と、声を荒らげる男の向こうではももこがぽかんと口を開けてこちらを見ている。アンタこんな所で何してんの、ってところか。俺だって来る予定なんか無かったし、こんな気色の悪い会話など聞きたくなかった。


「いつまでおんねん、自分関係ないやろ」
「関係ありませんけど。買春の証人にはなれますわなあ」


1時間3万円で、何をしようとしたのかは聞かなくても分かる。もちろん俺の証言だけで明確な証拠にはならないので、握りしめていた携帯電話を顔の横で振って見せた。

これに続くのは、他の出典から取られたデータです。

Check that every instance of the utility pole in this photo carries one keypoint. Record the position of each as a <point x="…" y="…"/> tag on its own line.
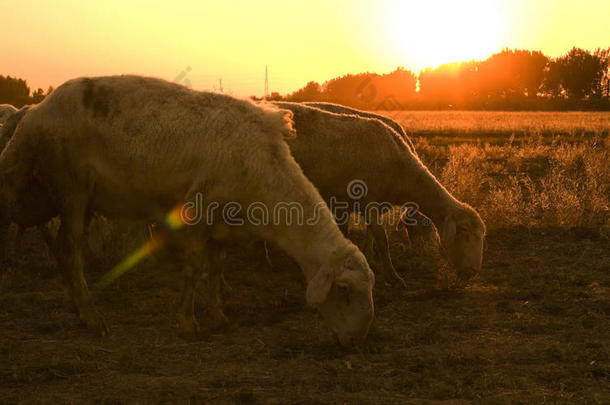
<point x="266" y="93"/>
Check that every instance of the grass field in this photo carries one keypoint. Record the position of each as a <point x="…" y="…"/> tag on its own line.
<point x="532" y="328"/>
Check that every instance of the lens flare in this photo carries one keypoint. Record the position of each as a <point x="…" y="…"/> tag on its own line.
<point x="173" y="221"/>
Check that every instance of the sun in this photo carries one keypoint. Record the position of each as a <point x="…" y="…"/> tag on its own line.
<point x="434" y="32"/>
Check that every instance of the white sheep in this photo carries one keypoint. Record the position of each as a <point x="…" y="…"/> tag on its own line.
<point x="334" y="149"/>
<point x="341" y="109"/>
<point x="136" y="147"/>
<point x="377" y="238"/>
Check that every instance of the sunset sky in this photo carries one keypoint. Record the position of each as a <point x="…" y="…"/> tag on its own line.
<point x="48" y="42"/>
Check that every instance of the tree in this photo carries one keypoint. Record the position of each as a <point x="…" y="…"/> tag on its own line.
<point x="14" y="91"/>
<point x="581" y="72"/>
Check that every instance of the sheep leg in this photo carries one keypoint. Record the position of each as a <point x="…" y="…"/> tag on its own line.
<point x="5" y="235"/>
<point x="369" y="243"/>
<point x="200" y="260"/>
<point x="213" y="286"/>
<point x="49" y="239"/>
<point x="70" y="254"/>
<point x="382" y="248"/>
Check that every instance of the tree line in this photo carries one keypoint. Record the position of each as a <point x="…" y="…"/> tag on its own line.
<point x="508" y="80"/>
<point x="16" y="91"/>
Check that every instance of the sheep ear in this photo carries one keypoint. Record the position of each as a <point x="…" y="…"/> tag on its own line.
<point x="319" y="287"/>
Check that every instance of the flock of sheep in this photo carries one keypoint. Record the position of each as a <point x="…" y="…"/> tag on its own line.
<point x="135" y="148"/>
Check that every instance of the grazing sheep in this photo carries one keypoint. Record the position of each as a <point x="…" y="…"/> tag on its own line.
<point x="6" y="110"/>
<point x="341" y="109"/>
<point x="335" y="149"/>
<point x="136" y="148"/>
<point x="377" y="240"/>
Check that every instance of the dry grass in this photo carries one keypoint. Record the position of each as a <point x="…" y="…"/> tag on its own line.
<point x="486" y="123"/>
<point x="532" y="328"/>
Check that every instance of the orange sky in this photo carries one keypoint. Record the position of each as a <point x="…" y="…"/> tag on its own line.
<point x="48" y="42"/>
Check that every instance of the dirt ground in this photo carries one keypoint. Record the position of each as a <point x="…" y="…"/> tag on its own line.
<point x="532" y="328"/>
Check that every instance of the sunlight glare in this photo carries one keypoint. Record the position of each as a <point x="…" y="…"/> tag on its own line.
<point x="435" y="32"/>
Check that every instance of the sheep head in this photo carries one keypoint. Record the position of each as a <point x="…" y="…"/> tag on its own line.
<point x="462" y="235"/>
<point x="342" y="291"/>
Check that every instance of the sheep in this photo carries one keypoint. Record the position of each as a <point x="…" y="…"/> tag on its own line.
<point x="376" y="237"/>
<point x="334" y="149"/>
<point x="137" y="147"/>
<point x="341" y="109"/>
<point x="6" y="110"/>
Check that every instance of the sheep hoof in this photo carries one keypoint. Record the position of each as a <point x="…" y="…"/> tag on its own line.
<point x="95" y="322"/>
<point x="218" y="320"/>
<point x="189" y="329"/>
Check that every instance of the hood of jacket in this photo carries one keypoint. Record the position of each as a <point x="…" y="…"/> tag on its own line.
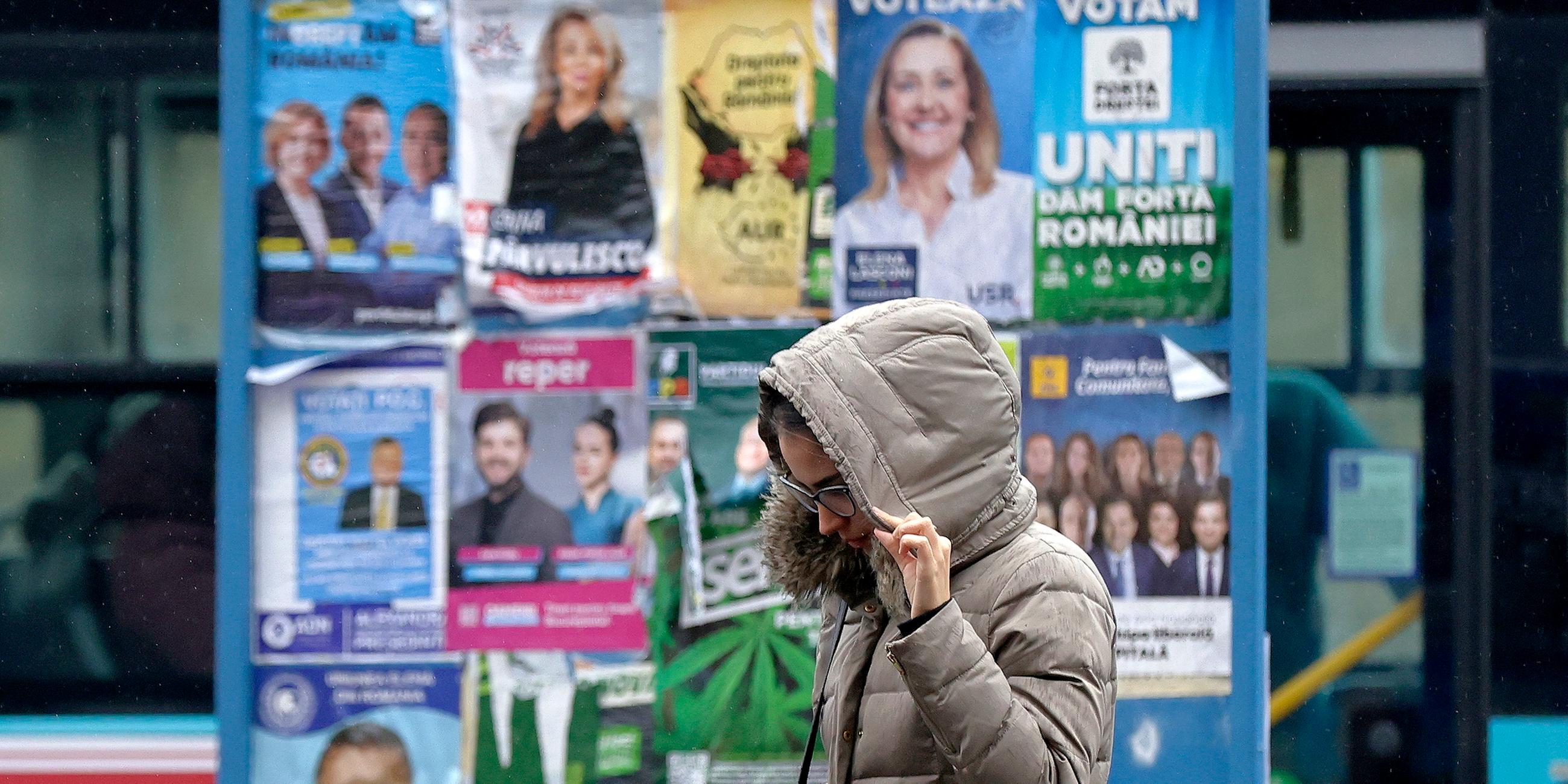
<point x="919" y="408"/>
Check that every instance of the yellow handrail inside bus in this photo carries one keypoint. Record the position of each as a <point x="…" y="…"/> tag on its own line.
<point x="1295" y="692"/>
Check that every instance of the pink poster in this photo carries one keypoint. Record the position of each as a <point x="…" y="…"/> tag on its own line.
<point x="548" y="532"/>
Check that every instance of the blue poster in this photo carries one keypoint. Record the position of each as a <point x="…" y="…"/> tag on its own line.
<point x="1127" y="441"/>
<point x="364" y="493"/>
<point x="1136" y="147"/>
<point x="935" y="154"/>
<point x="356" y="212"/>
<point x="336" y="725"/>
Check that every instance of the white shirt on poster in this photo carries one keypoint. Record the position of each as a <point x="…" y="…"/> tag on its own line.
<point x="1208" y="560"/>
<point x="311" y="218"/>
<point x="981" y="254"/>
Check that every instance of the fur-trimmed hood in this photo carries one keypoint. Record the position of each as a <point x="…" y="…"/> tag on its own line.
<point x="919" y="408"/>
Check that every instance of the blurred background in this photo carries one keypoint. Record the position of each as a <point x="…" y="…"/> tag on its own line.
<point x="1417" y="300"/>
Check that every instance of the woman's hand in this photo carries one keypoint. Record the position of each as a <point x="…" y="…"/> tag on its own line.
<point x="924" y="557"/>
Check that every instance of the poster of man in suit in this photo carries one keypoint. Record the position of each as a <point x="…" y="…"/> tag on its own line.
<point x="386" y="504"/>
<point x="549" y="479"/>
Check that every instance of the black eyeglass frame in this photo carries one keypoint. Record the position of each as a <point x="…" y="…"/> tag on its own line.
<point x="813" y="501"/>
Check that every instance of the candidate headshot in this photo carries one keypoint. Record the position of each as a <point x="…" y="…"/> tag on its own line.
<point x="578" y="151"/>
<point x="507" y="511"/>
<point x="364" y="753"/>
<point x="1170" y="461"/>
<point x="386" y="504"/>
<point x="601" y="515"/>
<point x="934" y="145"/>
<point x="296" y="145"/>
<point x="358" y="187"/>
<point x="408" y="225"/>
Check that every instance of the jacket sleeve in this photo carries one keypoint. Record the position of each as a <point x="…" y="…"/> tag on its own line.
<point x="1037" y="704"/>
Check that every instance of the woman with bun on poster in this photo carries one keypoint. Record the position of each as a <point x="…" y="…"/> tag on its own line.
<point x="934" y="148"/>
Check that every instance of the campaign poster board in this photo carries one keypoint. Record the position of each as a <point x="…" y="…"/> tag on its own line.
<point x="736" y="657"/>
<point x="1125" y="440"/>
<point x="350" y="507"/>
<point x="558" y="113"/>
<point x="346" y="723"/>
<point x="1374" y="504"/>
<point x="1137" y="160"/>
<point x="548" y="493"/>
<point x="741" y="90"/>
<point x="356" y="212"/>
<point x="935" y="100"/>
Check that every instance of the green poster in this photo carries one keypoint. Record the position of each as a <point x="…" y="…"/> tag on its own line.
<point x="735" y="657"/>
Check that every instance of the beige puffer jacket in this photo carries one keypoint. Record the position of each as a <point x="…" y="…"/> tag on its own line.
<point x="1015" y="680"/>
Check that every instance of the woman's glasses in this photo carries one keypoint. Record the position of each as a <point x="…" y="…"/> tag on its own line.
<point x="836" y="498"/>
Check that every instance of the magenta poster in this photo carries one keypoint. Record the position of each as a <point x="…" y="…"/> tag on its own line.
<point x="548" y="539"/>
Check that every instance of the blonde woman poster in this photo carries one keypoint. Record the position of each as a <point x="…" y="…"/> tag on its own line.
<point x="560" y="104"/>
<point x="934" y="159"/>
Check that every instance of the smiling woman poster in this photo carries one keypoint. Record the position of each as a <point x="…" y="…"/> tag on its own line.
<point x="934" y="157"/>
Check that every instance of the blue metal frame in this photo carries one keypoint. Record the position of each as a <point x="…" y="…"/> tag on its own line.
<point x="233" y="681"/>
<point x="1250" y="225"/>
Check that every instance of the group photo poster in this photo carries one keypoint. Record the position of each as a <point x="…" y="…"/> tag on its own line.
<point x="534" y="717"/>
<point x="356" y="212"/>
<point x="558" y="115"/>
<point x="356" y="723"/>
<point x="736" y="657"/>
<point x="741" y="90"/>
<point x="1127" y="443"/>
<point x="934" y="160"/>
<point x="549" y="433"/>
<point x="350" y="507"/>
<point x="1136" y="160"/>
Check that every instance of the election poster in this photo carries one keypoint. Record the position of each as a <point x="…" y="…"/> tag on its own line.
<point x="558" y="115"/>
<point x="350" y="507"/>
<point x="736" y="657"/>
<point x="1125" y="440"/>
<point x="934" y="159"/>
<point x="819" y="176"/>
<point x="1136" y="160"/>
<point x="741" y="93"/>
<point x="548" y="527"/>
<point x="355" y="723"/>
<point x="531" y="717"/>
<point x="356" y="212"/>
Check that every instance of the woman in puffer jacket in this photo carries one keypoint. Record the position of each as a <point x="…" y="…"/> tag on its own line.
<point x="976" y="645"/>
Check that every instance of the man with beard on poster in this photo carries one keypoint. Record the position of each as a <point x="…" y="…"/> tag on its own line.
<point x="364" y="753"/>
<point x="578" y="154"/>
<point x="1206" y="568"/>
<point x="507" y="513"/>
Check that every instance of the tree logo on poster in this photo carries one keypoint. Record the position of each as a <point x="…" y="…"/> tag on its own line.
<point x="288" y="703"/>
<point x="1128" y="74"/>
<point x="323" y="461"/>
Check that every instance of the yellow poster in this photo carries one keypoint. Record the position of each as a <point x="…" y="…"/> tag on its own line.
<point x="741" y="92"/>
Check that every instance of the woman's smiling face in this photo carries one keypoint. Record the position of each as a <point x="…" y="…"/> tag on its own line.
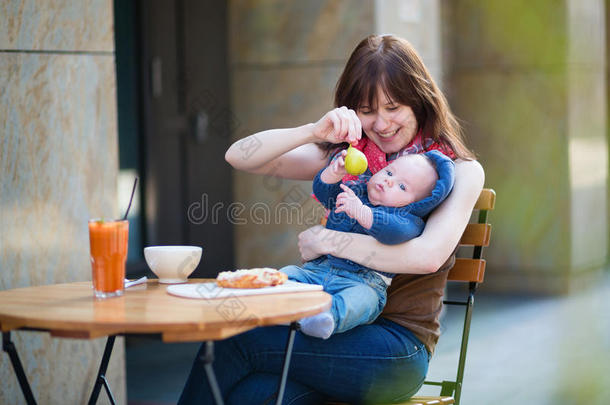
<point x="389" y="124"/>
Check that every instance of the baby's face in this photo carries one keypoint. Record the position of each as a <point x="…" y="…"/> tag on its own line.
<point x="405" y="180"/>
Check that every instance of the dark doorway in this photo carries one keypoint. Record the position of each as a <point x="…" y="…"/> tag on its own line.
<point x="186" y="127"/>
<point x="174" y="128"/>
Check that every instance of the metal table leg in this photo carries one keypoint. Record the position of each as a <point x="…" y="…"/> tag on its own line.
<point x="289" y="344"/>
<point x="9" y="347"/>
<point x="101" y="374"/>
<point x="208" y="359"/>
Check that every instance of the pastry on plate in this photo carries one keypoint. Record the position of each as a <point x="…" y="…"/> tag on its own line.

「オッサン身分証のコピー取られてるやろ?顔写真付きの。この動画と店側のコピーがあったらアウトやで、あんた」


まあ動画なんて撮ってないのだが、ハッタリとしては充分な効果があったらしい。俺の言葉を聞いた瞬間にそいつは顔色が変わった。


「……誰やねん」
「通りがかりの大学生や言うてるやろ」


俺はきちんと自分の身分を答えたが、最後まで言い終える前に男は逃げ去ってしまった。
どうせならしっかりヒーローを演じてみたかったのだが仕方ない。居なくなった男の足音が聞こえなくなったところで、突っ立っている被害者の女に声をかけてみた。


「もっと本気で嫌がったら?」


ももこは居心地悪そうに唸り、俺とは目を合わせなかった。このビルの中には働いている店だってあるし、表はまだ人通りも多い。大声で助けを呼べば何とかなりそうなものだが。
俺は別に責めているわけでは無かったが、ももこは未だにばつの悪そうな顔で言った。


「…お客さんやもん。」
「客やからって何でも許すん、どうかと思うけどな」


そのように伝えたところで、エレベーターの到着する音がした。鈴木が4階から降りてきたようだ。


「侑ー、おまた…ってお前何しとんねん」
「何も。帰ろ」
「お!?お、おう」


ももこは黙り込んだままだったが、去り際になんとなく「アリガトウ」と口を動かしたかに見えた。はっきり言えよそういう台詞は、と呆れつつも俺が頷くのみで返すと、ももこは非常階段を登っていった。


「…今のってももかちゃん?」


カンカンカンと階段を登る音を聞きながら、鈴木が言った。


「せやなあ」
「仲ええの!?」
「いやいや」


仲がいいとか悪いとか、そういう関係じゃないし。たまたま風俗で俺と1時間を過ごし、たまたま家が近所なだけの女の子である。そして今、たまたま気まずい現場に遭遇した。
俺と彼女のあいだにはそれ以上の繋がりは無い、と思う。